Successful muscle regeneration by a homologous microperforated scaffold seeded with autologous mesenchymal stromal cells in a porcine esophageal substitution model

Abstract

Background: Since the esophagus has no redundancy, congenital and acquired esophageal diseases often require esophageal substitution, with complicated surgery and intestinal or gastric transposition. Peri-and-post-operative complications are frequent, with major problems related to the food transit and reflux. During the last years tissue engineering products became an interesting therapeutic alternative for esophageal replacement, since they could mimic the organ structure and potentially help to restore the native functions and physiology. The use of acellular matrices pre-seeded with cells showed promising results for esophageal replacement approaches, but cell homing and adhesion to the scaffold remain an important issue and were investigated.

Methods: A porcine esophageal substitute constituted of a decellularized scaffold seeded with autologous bone marrow-derived mesenchymal stromal cells (BM-MSCs) was developed. In order to improve cell seeding and distribution throughout the scaffolds, they were micro-perforated by Quantum Molecular Resonance (QMR) technology (Telea Electronic Engineering).

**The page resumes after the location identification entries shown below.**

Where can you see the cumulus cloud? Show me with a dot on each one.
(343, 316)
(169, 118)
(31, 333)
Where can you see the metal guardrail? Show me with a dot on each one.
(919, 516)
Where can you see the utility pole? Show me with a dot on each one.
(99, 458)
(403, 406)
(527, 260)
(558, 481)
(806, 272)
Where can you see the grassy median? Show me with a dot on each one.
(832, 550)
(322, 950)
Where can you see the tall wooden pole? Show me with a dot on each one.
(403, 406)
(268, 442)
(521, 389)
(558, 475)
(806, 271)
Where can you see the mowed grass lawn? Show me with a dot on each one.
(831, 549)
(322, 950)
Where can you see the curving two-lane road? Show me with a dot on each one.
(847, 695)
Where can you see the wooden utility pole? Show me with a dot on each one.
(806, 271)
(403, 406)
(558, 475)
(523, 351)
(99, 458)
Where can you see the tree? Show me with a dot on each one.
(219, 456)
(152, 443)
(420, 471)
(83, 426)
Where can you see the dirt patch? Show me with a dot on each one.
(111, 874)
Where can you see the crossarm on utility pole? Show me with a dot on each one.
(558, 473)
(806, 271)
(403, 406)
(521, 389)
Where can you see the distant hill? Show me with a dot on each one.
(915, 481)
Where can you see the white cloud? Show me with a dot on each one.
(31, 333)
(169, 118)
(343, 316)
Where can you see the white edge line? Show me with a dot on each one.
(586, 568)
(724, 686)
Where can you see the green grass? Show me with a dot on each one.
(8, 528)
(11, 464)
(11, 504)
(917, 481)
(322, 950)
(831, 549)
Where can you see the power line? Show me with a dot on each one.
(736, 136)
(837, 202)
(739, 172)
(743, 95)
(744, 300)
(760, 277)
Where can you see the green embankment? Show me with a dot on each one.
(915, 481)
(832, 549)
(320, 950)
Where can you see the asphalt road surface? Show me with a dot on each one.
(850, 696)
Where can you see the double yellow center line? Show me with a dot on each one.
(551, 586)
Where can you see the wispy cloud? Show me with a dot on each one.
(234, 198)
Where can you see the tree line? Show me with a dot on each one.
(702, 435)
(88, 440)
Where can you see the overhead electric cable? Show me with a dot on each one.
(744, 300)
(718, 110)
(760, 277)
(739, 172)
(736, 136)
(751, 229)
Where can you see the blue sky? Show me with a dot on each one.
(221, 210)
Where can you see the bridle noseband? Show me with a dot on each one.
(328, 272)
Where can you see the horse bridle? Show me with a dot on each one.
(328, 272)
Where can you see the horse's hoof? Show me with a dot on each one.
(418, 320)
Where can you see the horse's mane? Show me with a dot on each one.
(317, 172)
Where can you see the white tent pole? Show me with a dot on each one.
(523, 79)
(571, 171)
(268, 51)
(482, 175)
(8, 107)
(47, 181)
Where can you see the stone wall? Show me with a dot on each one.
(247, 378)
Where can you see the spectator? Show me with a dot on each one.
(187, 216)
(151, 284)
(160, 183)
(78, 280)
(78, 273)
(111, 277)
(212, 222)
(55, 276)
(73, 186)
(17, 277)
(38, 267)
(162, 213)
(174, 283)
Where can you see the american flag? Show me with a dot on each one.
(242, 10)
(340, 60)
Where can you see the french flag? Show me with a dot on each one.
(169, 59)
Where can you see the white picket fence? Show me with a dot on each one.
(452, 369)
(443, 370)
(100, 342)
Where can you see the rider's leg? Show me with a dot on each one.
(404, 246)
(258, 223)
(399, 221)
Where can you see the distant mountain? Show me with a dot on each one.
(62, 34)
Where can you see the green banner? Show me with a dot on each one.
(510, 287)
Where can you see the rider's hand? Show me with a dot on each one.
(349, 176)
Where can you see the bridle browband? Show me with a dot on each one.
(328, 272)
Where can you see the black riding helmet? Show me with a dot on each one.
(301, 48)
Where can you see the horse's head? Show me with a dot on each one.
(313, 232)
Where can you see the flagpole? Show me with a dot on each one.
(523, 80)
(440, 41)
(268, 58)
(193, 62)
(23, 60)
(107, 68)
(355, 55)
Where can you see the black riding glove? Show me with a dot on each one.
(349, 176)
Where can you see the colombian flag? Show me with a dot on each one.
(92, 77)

Results: The treatment created a microporous network and cells were able to colonize both outer and inner layers of the scaffolds. Non seeded (NSS) and BM-MSCs seeded scaffolds (SS) were implanted on the thoracic esophagus of 4 and 8 pigs respectively, substituting only the muscle layer in a mucosal sparing technique. After 3 months from surgery, we observed an esophageal substenosis in 2/4 NSS pigs and in 6/8 SS pigs and a non-practicable stricture in 1/4 NSS pigs and 2/8 SS pigs. All the animals exhibited a normal weight increase, except one case in the SS group. Actin and desmin staining of the post-implant scaffolds evidenced the regeneration of a muscular layer from one anastomosis to another in the SS group but not in the NSS one.

Conclusions: A muscle esophageal substitute starting from a porcine scaffold was developed and it was fully repopulated by BM-MSCs after seeding. The substitute was able to recapitulate in shape and function the original esophageal muscle layer.

Keywords: 3D cell culture; Quantum Molecular Resonance; esophagus; mesenchymal stromal cells; scaffold; tissue engineering.

Figure 1.

The appearance of esophagi. (a) Decellularized esophagus; (b) fresh esophagus.

Figure 2.

Scaffold perforative treatment. (a) Perforative QMR procedure with the needle connected to a Cartesian robot; (b) macroscopic scaffold appearance after QMR perforative treatment in rectangular open shape; (c) macroscopic scaffold appearance after QMR perforative treatment in tubular shape; (d) digital microscope image of the upper surface of a decellularized scaffold after QMR perforative treatment at 118× magnification; (e) SEM image of a decellularized scaffold after QMR perforative treatment, magnification: 33×, scale bar 100 µm; (f) SEM image of a decellularized scaffold after QMR perforative treatment, magnification: 100×, scale bar 100 µm. QMR, Quantum Molecular Resonance®; SEM, scanning electron microscopy.

Figure 3.

SEM image of a decellularized scaffold seeded with MSCs and cell culture outside and inside channels. (a) SEM image of a decellularized scaffold seeded with MSCs: magnification 500×, scale bar 50 μm; (b) cell culture (actina marchers) outside and inside channels. MSC, mesenchymal stromal cell; SEM, scanning electron microscopy.

Figure 4.

Scaffold implantation. (a) Image of surgical procedure with a decellularized scaffold during implantation, with the scaffold wrapping around the esophagus mucosa in a tubular shape with two T-T and one longitudinal anastomosis; (b) image of the decellularized scaffold at the end of surgical procedure. T-T, termino-terminal.

Figure 5.

Histological analyses. (a) NSS retrieved after 3 months from surgery, desmin staining, magnification: 20×; (b) SS scaffold retrieved after 3 months from surgery, actin and desmin staining, magnification: 20×. NSS, non-seeded scaffold; SS, seeded scaffold.